Pencils are sharpened. Notebooks are open. Students are intently focused. Even though the school day has been over for a while.
“Power Hour” is just getting underway at Hardeeville Elementary.
“Power Hour involves providing a dedicated time for after-school homework help for our members,” explained James Dismond of the Boys & Girls Clubs of the Lowcountry in Jasper County, South Carolina.
This isn’t traditional tutoring. Power Hour is focused on creating an engaging homework partnership between Club volunteers and members to help students of every age become self-directed learners. Power Hour tutoring is also personalized, varying day by day and student by student.

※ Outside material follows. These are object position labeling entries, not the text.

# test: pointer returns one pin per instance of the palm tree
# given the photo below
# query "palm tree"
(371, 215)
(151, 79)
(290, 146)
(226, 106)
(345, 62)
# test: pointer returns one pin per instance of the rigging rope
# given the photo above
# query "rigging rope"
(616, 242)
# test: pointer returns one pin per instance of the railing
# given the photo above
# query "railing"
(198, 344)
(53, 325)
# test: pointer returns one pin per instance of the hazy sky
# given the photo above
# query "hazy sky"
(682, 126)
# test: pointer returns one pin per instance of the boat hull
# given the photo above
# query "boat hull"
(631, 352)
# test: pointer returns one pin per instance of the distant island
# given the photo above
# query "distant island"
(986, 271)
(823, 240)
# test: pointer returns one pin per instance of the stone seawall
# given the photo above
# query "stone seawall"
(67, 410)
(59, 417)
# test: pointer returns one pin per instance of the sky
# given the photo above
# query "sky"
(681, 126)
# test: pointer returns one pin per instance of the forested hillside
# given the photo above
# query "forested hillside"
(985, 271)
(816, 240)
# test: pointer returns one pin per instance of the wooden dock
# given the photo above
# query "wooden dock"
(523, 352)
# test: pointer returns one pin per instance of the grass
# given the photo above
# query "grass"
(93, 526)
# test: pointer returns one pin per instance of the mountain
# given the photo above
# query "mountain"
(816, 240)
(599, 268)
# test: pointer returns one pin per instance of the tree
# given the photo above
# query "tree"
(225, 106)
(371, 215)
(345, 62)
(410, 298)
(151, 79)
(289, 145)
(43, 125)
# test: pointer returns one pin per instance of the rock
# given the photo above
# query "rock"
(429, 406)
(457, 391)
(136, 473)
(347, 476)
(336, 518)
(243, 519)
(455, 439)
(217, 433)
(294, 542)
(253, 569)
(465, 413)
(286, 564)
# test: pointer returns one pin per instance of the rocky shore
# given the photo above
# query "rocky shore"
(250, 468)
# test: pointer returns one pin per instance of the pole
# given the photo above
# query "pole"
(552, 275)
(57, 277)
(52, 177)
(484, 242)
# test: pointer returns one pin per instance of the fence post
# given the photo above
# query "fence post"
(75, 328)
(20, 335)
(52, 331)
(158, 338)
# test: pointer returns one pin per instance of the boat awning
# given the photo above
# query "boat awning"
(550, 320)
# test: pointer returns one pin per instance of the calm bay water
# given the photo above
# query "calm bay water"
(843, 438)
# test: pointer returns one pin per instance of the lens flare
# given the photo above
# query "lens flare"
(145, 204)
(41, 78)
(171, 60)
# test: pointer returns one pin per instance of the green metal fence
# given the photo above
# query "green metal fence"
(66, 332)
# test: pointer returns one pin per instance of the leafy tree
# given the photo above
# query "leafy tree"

“We connect with teachers to find out where our students need help most,” said Dismond.
The tutoring is incredibly important. But lessons at the Boys & Girls Clubs extend beyond science, math and reading. This is an experiential classroom that promotes members developing interpersonal skills and building relationships with adult volunteers – Club Professionals as they’re called.
It takes one positive adult to change the trajectory of a child’s life.
James Dismond, Boys & Girls Clubs of the Lowcountry in Jasper County
Jimmie Lawrence is one of those Club Professionals. He mentors students during Power Hour. You’re also likely to see Lawrence setting up and tearing down tables for fundraisers like the Boys & Girls Clubs’ Hunt, Fish and Shoot event or attending a Jasper County Club Board meeting through his leadership role with the nonprofit.
“It brings me joy,” said Lawrence, a branch manager for Regions in Ridgeland, S.C. “This cause is really close to my heart.”
Lawrence’s energy is contagious.
“Jimmie high-fives every member,” said Dismond. “He kneels down when he talks with students to make the playing field equal for them. By doing this, Jimmie is conveying, ‘I hear what you’re saying, and you are important.’”
It’s a message that resonates with – and helps instill a greater sense of self-confidence in – the students. Just ask them.
“Because of Mr. Jimmie and the people at Boys and Girls Club, I know what it feels like to be safe and be loved,” said London, age 9.
“Mr. Jimmie and the board come into the Club and help us with building out of paper and all kinds of fun stuff,” added Jake, age 7.
Lawrence has been involved with the Boys & Girls Clubs since 2014. And while he’s actively volunteered the entire time, he’s played an especially important role in convincing others to join him lately as the organization works to significantly expand outreach.
“The need for our services has exploded,” said Lawrence, pointing out the local Clubs are at full capacity and have a waiting list of children. “Our rural areas face challenges of poverty and food deserts. There are single-parent homes with parents who may work two jobs to make ends meet and grandparents helping to raise their grandchildren.”
To address those needs and the wait list, Lawrence speaks with business leaders about how the Boys & Girls Clubs of Jasper County are more than an after-school resource. They’re crucial for the strength and vitality of the community.
“I want to share insights on how impactful the Clubs are in the community,” said Lawrence. “It’s about bringing something that’s on paper to life.”
Dismond agrees. “I’ve had members tell me the Club has taught them how to dream. They imagine what’s possible for their future. Jimmie is helping us share that message.”
Lawrence makes sure potential partners know the Clubs are about more than tutoring. There’s further education, such as the Clubs’ Passport to Manhood program addressing character and leadership for boys ages 5 to 13. The Clubs offer the SMART Girls program to foster health, fitness and self-esteem among its girl members.
The Clubs also ensure members have other important needs met by serving a hot, healthy dinner, nutritious snacks and creating a sense of connection – from a personal and technology perspective.
“Some of our members don’t have a computer or internet access at home,” said Lawrence. “We can tap into the network at school to help members complete their homework before they leave so they don’t have to visit a store on the way home to access Wi-Fi or leave the assignments incomplete because of lack of access.”
While the Boys & Girls Clubs of the Lowcountry serves 2,800 children in 10 locations, the Hardeeville Elementary site is a pilot project that just launched in August of 2019 thanks to funding from a 21st Century Community Learning Center grant. Dismond is grateful for Lawrence’s commitment to sharing the work of the Hardeeville Club with others in Jasper County in helping obtain the funding.
“It takes one positive adult to change the trajectory of a child’s life,” said Dismond. “Jimmie’s efforts have influenced a lot of programs. He’s helped us structure our ‘Money Matters’ program, collected backpacks and connected us to grant funders through the presentations he gives.”
Lawrence acknowledges he gets something out of this, too. The positive response from students when he visits Hardeeville ranks at the top of the list.
“When someone is that happy to see you enter a room, it makes me feel like a rock star,” said Lawrence.
It’s encouraged his own growth, too.
“I learn something new every time I come to the Club,” he said.
They call it Power Hour. But, really, the impact lasts far longer. Lawrence believes students will look back and see their time in the Clubs as a chance to reach higher and build a brighter future.
“I’m grateful Regions gives me a platform to do this. You never realize the impact you’re making by just being around.”